While the open sea provided new spatial opportunities, Kahrs also wanted ‘Age of Sail’ to be dialog-driven. Borrowing from “True Grit” and “The Karate Kid,” he crafted a two-character drama about the friendship of opposites and the passing of wisdom from the old to the young. “I wanted an actor with gravitas to carry it, so I cast Ian,” he said. “And I liked his character arc of not caring about her at all and then in the end trying everything to bring her to safety when she falls overboard.”
Most important was capturing the realistic motion of the waves. Kahrs shot tests and then came up with a jagged visual style that evoked a hand-drawn look. But adapting to VR didn’t work at first. “I boarded a 90-degree view of her falling overboard in Super Panavision, struggling in the waves. But it was exhausting and I couldn’t sustain it,” he said.
So Kahrs consulted with Oscar winner Jan Pinkava (“Geri’s Game”), creative director of Google Spotlight, who recommended laying it out in the computer with block characters as a series of action scenes. “He told me to claim the 3D aspect of it,” said Kahrs, who collaborated on the animation with LA-based Chromosphere and Evil Eye Pictures in San Francisco.

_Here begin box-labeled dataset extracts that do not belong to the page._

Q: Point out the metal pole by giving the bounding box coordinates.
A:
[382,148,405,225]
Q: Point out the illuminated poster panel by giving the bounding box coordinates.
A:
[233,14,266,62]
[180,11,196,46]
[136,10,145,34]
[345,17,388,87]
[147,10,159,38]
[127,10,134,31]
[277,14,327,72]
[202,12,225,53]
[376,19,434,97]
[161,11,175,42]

The result was a two-pronged strategy: the spectacle of being adrift on the ocean and the interplay between the sailor and girl. “I hit you hard when I want you to view an action moment,” Kahrs said. “But there are moments when you hear them discussing their desires off screen and can immerse yourself in the environment.”
This served Kahrs well when making the flat version for Oscar consideration. He had all sorts of repeatable shots at his disposal, and added a series of close-ups and long shots for familiar dramatic purposes. It was the best of both worlds while offering a new kind of animated experience on the open ocean.
“I do feel like I’m trying to stuff feature films into these [shorts],” Kahrs said. “It’s definitely the most ambitious thing yet that I’ve tried to do.”